Le SAMU Social, avec son parc de couveuses fonctionnelles gratuites, assume une responsabilité importante, surtout quand les hôpitaux publics sont à la limite de leur capacité d’accueil. Cette situation soulève la question de l’efficacité et de la capacité réelle du secteur public à répondre à la demande de soins. Si le SAMU prend en charge ces bébés, cela signifie que les hôpitaux publics n’ont pas les moyens suffisants pour maintenir ces soins en interne.

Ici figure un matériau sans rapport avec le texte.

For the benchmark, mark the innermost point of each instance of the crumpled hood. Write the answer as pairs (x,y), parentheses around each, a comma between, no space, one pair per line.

Yaba ne cache pas les difficultés auxquelles son organisation fait face : « Nous maintenons en vie nos compatriotes au forceps », un aveu de la pression constante exercée sur les services du SAMU dont la ligne budgétaire dédiée pour 2026 se chiffre entre 2 et 3 milliards de fcfa. Le manque de moyens dans les structures publiques semble donc réorienter les patients vers des services gratuits, créant ainsi une forme de dépendance envers le SAMU Social. En cas de suspension, cette dynamique pourrait se retourner contre le système de santé, provoquant une saturation plus grande des hôpitaux publics.

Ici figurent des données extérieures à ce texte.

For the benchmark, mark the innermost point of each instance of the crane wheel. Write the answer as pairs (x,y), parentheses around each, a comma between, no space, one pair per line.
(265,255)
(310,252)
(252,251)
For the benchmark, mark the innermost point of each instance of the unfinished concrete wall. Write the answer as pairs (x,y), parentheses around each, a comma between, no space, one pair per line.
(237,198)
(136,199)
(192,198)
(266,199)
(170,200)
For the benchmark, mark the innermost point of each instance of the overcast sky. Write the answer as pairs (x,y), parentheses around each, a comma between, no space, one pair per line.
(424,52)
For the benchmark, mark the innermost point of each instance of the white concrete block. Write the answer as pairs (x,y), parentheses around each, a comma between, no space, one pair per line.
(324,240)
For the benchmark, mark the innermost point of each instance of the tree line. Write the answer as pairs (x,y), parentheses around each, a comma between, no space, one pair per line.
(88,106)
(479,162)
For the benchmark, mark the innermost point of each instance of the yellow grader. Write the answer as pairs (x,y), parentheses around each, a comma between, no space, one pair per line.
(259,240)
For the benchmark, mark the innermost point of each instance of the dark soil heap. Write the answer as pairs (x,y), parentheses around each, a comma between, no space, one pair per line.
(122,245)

Cette défaillance du secteur public est accentuée par les budgets de la santé, qui, malgré leur augmentation, ne semblent pas suffisants pour combler les lacunes des infrastructures. Le budget de la mission Santé pour 2026 est annoncé à 377,044 milliards de fcfa, mais la question de sa répartition et de son exécution demeure cruciale. Si les hôpitaux publics délèguent une partie de leur mission au secteur privé ou au SAMU Social, cela signifie que l’argent alloué à la santé ne parvient pas à renforcer les capacités internes des structures publiques.
En définitive, cette situation de délestage vers le SAMU Social illustre les fragilités du système public gabonais face à une demande de soins de plus en plus pressante. Le paradoxe est de plus en plus visible : un secteur public qui, en dépit des hausses budgétaires, semble incapable de prendre en charge certaines populations, obligeant le SAMU Social à jouer un rôle de plus en plus central dans la santé publique. Les autorités devront impérativement renforcer les capacités des hôpitaux publics pour éviter de telles dérives.